Mostly you do it because you want to live in a country than can govern itself. Over the past few weeks, Washington has seemed dysfunctional. Public disgust has risen to epic levels. Yet through all this, serious people — Barack Obama, John Boehner, the members of the Gang of Six — have soldiered on. They’ve been responsible and brave. If you’re a Democrat, you hate to see domestic cuts. If you’re a Republican, you loathe revenue increases, even little ones.

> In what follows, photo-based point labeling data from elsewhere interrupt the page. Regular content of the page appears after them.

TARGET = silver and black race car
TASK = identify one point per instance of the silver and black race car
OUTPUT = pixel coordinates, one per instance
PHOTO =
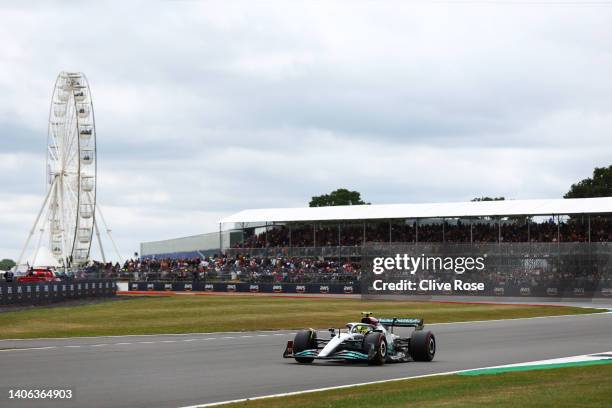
(371, 340)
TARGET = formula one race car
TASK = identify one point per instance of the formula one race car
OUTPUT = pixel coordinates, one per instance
(372, 340)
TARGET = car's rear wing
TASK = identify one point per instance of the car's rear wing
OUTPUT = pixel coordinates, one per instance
(401, 322)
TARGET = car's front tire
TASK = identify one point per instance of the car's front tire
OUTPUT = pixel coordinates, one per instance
(376, 341)
(304, 340)
(422, 346)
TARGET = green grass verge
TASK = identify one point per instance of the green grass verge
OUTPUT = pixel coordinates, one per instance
(188, 314)
(562, 387)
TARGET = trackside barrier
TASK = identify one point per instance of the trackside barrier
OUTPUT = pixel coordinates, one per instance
(332, 288)
(46, 292)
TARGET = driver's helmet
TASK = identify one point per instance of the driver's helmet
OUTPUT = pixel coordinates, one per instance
(362, 329)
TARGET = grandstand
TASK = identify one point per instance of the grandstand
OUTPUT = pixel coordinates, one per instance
(311, 231)
(533, 247)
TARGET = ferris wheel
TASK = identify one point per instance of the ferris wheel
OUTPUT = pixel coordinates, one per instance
(68, 214)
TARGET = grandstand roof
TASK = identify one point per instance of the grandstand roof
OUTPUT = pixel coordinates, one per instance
(429, 210)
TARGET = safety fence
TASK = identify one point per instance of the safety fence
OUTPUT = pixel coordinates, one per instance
(332, 288)
(55, 291)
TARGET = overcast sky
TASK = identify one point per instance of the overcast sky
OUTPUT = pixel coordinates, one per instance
(206, 108)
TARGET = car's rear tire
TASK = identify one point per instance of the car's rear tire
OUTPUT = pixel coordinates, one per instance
(304, 340)
(422, 346)
(376, 340)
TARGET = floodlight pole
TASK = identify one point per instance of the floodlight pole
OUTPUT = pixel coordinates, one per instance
(471, 231)
(443, 230)
(589, 228)
(528, 230)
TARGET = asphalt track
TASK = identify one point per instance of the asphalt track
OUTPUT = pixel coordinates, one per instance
(181, 370)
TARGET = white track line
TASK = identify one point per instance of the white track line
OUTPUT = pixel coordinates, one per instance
(339, 387)
(268, 334)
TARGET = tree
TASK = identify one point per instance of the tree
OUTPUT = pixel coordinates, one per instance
(488, 199)
(6, 264)
(600, 185)
(341, 196)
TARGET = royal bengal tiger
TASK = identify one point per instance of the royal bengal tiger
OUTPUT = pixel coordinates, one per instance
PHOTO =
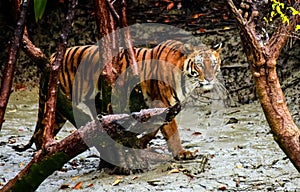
(168, 73)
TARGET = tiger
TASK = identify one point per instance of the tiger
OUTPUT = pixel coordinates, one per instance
(168, 73)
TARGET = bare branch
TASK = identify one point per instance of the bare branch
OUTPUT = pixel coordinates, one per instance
(59, 153)
(48, 134)
(6, 86)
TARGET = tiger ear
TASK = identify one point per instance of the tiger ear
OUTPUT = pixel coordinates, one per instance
(217, 47)
(187, 48)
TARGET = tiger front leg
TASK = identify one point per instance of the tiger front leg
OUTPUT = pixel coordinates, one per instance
(171, 134)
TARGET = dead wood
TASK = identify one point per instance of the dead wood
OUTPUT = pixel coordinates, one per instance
(101, 133)
(13, 53)
(262, 58)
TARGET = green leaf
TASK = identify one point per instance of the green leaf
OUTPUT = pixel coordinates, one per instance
(266, 20)
(39, 8)
(294, 11)
(285, 19)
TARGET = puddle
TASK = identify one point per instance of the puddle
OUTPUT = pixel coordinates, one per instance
(241, 156)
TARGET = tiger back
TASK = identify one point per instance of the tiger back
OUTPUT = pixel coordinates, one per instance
(168, 73)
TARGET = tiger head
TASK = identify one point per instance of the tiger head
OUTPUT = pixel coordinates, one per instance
(202, 64)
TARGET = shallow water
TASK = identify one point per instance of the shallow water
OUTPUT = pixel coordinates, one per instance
(241, 156)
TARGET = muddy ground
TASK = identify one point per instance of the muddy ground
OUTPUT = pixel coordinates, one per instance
(241, 155)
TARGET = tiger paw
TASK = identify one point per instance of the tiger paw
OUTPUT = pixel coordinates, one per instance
(186, 155)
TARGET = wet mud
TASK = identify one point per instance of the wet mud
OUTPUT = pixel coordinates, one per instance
(240, 150)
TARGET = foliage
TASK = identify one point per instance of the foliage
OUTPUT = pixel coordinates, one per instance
(280, 9)
(39, 8)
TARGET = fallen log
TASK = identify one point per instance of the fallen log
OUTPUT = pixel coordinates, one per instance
(116, 136)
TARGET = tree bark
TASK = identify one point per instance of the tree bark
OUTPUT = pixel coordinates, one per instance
(6, 85)
(48, 134)
(98, 132)
(262, 59)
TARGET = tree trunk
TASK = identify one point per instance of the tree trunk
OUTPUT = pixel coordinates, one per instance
(98, 133)
(262, 60)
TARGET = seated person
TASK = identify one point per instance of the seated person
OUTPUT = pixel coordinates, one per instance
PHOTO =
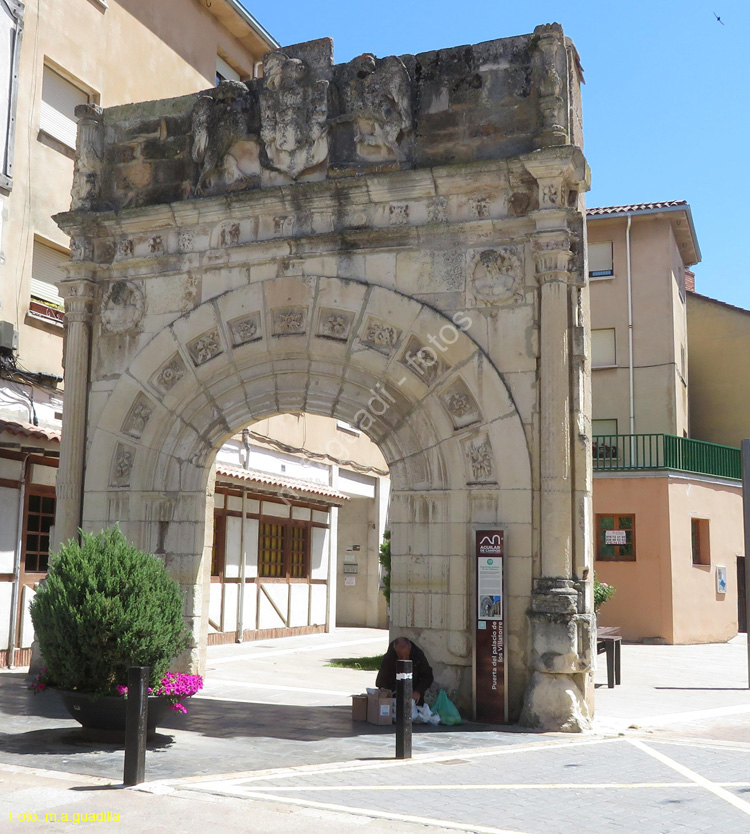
(403, 649)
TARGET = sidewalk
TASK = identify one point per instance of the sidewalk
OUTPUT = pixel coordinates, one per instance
(272, 732)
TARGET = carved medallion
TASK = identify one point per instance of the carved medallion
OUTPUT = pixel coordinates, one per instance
(460, 405)
(480, 460)
(335, 324)
(423, 361)
(245, 329)
(294, 110)
(498, 275)
(122, 307)
(169, 374)
(230, 235)
(138, 416)
(379, 336)
(185, 241)
(205, 347)
(289, 321)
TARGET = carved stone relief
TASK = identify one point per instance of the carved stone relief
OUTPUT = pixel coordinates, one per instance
(376, 98)
(460, 405)
(224, 147)
(122, 308)
(480, 460)
(423, 361)
(497, 277)
(437, 210)
(230, 235)
(169, 374)
(138, 416)
(122, 465)
(335, 324)
(205, 347)
(289, 321)
(245, 329)
(185, 241)
(294, 110)
(379, 336)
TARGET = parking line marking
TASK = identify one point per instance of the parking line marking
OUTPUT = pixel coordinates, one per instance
(713, 787)
(371, 812)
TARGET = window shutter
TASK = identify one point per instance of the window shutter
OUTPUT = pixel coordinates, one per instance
(600, 259)
(46, 273)
(603, 352)
(59, 101)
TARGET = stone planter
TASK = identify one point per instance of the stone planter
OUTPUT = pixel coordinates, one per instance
(103, 718)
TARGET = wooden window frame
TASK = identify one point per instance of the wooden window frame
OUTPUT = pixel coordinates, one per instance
(617, 554)
(700, 542)
(40, 492)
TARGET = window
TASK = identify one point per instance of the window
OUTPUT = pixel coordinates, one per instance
(603, 353)
(40, 516)
(60, 98)
(600, 260)
(700, 541)
(224, 72)
(218, 548)
(11, 29)
(615, 538)
(283, 550)
(46, 303)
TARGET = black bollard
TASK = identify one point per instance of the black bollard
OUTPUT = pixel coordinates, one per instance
(403, 709)
(136, 716)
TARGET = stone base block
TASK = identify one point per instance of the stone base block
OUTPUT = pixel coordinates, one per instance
(555, 703)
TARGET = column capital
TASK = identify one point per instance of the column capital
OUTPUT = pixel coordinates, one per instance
(79, 294)
(561, 175)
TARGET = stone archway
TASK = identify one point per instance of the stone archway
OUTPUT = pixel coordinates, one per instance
(342, 267)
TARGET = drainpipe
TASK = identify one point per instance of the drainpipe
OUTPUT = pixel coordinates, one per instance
(630, 331)
(15, 592)
(243, 554)
(243, 570)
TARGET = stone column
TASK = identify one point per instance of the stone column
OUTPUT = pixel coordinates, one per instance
(560, 626)
(78, 292)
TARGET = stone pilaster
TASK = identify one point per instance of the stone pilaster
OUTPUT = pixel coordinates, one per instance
(560, 625)
(89, 153)
(79, 302)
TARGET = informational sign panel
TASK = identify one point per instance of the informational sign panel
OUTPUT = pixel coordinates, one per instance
(615, 537)
(490, 628)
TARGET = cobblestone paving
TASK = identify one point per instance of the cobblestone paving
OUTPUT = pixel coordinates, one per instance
(588, 786)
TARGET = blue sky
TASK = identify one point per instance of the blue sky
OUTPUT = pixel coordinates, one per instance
(666, 101)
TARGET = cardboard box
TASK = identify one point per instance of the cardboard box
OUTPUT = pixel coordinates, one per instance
(380, 707)
(359, 707)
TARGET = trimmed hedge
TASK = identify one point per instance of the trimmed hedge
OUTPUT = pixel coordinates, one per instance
(105, 606)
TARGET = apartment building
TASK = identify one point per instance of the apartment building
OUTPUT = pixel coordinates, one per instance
(667, 505)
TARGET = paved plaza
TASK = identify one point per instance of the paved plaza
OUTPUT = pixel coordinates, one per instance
(269, 746)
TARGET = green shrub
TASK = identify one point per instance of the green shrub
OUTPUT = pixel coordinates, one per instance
(106, 606)
(385, 561)
(602, 592)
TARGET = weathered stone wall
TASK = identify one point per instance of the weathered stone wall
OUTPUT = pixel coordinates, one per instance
(452, 106)
(397, 243)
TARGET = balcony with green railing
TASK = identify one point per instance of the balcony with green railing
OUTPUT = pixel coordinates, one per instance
(634, 452)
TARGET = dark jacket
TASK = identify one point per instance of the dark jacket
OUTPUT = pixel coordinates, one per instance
(421, 672)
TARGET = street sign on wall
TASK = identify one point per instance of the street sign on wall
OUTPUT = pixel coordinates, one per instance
(490, 684)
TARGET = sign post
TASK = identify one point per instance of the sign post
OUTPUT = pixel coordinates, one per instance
(490, 668)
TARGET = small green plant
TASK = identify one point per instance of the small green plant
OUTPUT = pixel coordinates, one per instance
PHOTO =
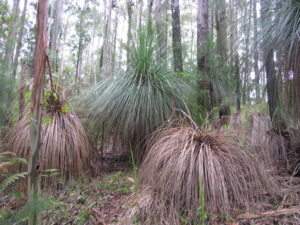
(6, 164)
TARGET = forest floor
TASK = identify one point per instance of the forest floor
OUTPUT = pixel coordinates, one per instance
(101, 200)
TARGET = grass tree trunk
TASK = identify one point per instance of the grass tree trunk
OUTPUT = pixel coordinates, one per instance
(20, 38)
(256, 70)
(22, 91)
(36, 111)
(176, 33)
(202, 35)
(57, 23)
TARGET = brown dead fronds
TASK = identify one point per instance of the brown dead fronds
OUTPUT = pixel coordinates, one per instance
(181, 156)
(65, 146)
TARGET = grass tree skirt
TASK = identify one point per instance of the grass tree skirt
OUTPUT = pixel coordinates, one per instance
(65, 145)
(181, 160)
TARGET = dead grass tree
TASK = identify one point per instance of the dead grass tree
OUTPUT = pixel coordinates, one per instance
(179, 157)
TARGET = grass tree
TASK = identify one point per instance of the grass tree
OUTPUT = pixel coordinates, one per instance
(185, 165)
(135, 103)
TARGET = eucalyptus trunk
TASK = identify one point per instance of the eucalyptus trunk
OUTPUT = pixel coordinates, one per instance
(149, 17)
(272, 86)
(20, 38)
(202, 35)
(221, 26)
(22, 91)
(57, 24)
(247, 17)
(176, 34)
(10, 44)
(160, 29)
(129, 12)
(36, 111)
(256, 70)
(106, 45)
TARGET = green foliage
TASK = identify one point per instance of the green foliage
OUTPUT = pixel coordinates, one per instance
(138, 101)
(11, 179)
(281, 27)
(6, 163)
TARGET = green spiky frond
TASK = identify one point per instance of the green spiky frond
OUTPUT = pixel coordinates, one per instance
(281, 29)
(138, 101)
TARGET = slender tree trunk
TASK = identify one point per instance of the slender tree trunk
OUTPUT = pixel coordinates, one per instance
(129, 12)
(256, 70)
(221, 26)
(106, 45)
(202, 35)
(10, 44)
(80, 43)
(149, 17)
(238, 82)
(140, 14)
(161, 30)
(165, 39)
(20, 38)
(57, 24)
(176, 33)
(247, 55)
(22, 91)
(61, 67)
(36, 110)
(79, 58)
(114, 44)
(272, 86)
(50, 20)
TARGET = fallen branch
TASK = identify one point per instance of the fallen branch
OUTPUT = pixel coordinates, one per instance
(286, 212)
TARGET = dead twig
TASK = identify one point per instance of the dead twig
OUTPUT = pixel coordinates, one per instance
(286, 212)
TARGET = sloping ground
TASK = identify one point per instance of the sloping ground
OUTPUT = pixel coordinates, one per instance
(102, 200)
(97, 202)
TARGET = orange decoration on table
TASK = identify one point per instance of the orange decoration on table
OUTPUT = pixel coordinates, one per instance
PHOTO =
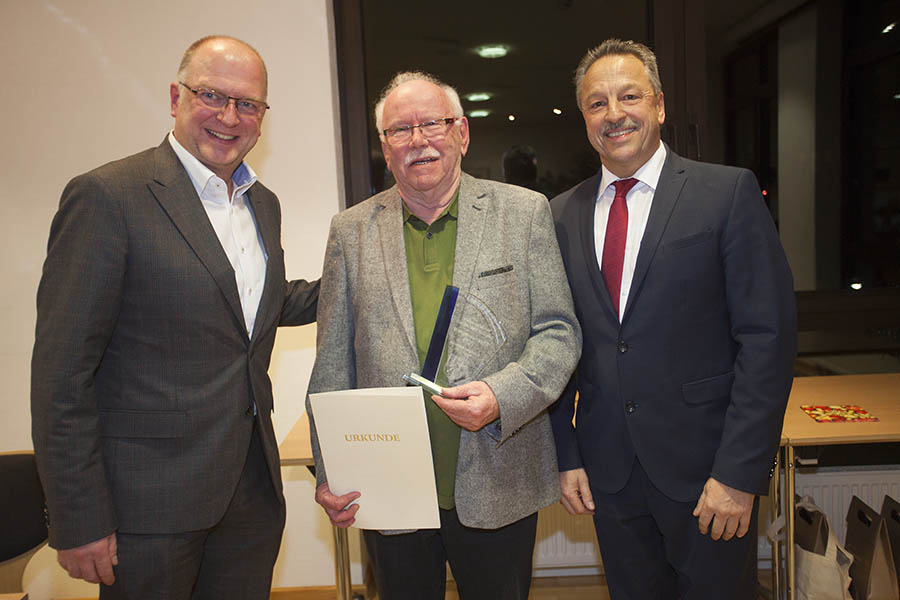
(837, 413)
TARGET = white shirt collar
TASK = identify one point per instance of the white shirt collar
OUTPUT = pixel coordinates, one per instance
(648, 173)
(201, 176)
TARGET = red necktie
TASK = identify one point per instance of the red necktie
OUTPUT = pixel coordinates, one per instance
(614, 242)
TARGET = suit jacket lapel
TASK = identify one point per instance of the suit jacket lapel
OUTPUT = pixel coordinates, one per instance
(176, 194)
(267, 222)
(473, 205)
(393, 254)
(668, 190)
(586, 200)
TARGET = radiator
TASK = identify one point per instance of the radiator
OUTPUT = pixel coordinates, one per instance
(566, 545)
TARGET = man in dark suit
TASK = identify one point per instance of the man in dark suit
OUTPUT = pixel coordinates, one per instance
(685, 300)
(157, 310)
(510, 346)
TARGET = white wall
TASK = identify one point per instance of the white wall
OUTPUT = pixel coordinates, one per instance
(86, 82)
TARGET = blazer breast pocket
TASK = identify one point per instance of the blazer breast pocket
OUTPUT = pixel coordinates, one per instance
(709, 389)
(495, 277)
(690, 240)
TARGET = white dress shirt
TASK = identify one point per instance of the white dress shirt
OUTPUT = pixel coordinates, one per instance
(638, 200)
(235, 225)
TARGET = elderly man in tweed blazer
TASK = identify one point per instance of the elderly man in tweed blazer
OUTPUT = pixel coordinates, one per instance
(512, 343)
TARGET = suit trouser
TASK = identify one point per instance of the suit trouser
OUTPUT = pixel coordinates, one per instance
(231, 560)
(653, 550)
(489, 564)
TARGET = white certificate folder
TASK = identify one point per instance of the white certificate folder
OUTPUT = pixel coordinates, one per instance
(375, 441)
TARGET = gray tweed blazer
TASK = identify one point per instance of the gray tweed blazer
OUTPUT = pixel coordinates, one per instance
(509, 271)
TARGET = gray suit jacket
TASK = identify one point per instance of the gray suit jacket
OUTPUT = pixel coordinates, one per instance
(507, 258)
(142, 371)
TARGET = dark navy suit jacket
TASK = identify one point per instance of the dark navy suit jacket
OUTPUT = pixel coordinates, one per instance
(695, 380)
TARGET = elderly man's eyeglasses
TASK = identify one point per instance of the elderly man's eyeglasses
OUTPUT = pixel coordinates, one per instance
(218, 100)
(432, 130)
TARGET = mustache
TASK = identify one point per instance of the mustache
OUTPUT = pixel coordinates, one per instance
(625, 123)
(420, 154)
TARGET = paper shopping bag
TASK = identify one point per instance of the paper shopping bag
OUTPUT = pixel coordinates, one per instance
(821, 565)
(873, 573)
(890, 512)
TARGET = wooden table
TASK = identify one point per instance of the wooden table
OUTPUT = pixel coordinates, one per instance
(878, 394)
(296, 450)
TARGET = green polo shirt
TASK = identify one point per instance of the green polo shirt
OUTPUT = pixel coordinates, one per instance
(430, 250)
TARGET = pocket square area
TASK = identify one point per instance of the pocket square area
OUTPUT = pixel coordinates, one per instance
(496, 271)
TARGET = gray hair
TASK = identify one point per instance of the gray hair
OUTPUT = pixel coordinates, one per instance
(614, 46)
(406, 76)
(192, 50)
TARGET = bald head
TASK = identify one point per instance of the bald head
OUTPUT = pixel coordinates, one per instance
(222, 43)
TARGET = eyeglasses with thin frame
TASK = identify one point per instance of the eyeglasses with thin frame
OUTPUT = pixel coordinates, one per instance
(434, 129)
(218, 100)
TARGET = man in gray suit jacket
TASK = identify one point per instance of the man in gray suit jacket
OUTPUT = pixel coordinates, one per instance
(511, 345)
(157, 310)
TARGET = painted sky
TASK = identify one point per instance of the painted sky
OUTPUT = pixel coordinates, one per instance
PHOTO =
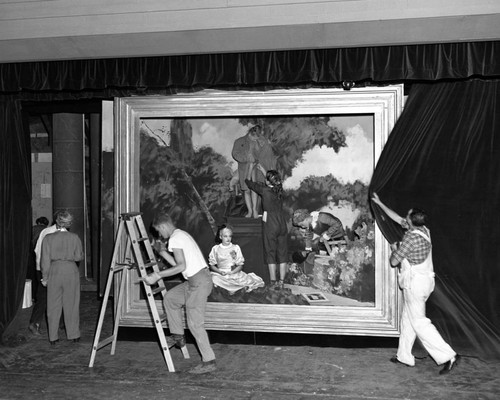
(352, 162)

Get that? If you're a Democrat, you hate domestic cuts. If you're a Republican, you hate taxes. Even little bitty taxes. Which is why in Brooksland, the reasonable center between Krugman and Norquist, it's a perfectly fair compromise for Democrats to swallow $3 trillion in cuts, including to vital and very popular entitlement programs, in exchange for a promissory note for nebulous tax "reform" later. In Brooksland, the public's clear preference for a debt ceiling increase, for new and much higher taxes on the wealthy, and for no cuts to Medicare and Social Security, are irrelevant annoyances compared to the supposed good intentions of Obama and Boehner, who are just trying to do the right thing, don't you know.

And arbiters of conventional wisdom wonder why the public has lost faith in government, media and institutions in general.

The "liberal" New York Times. They report. You decide.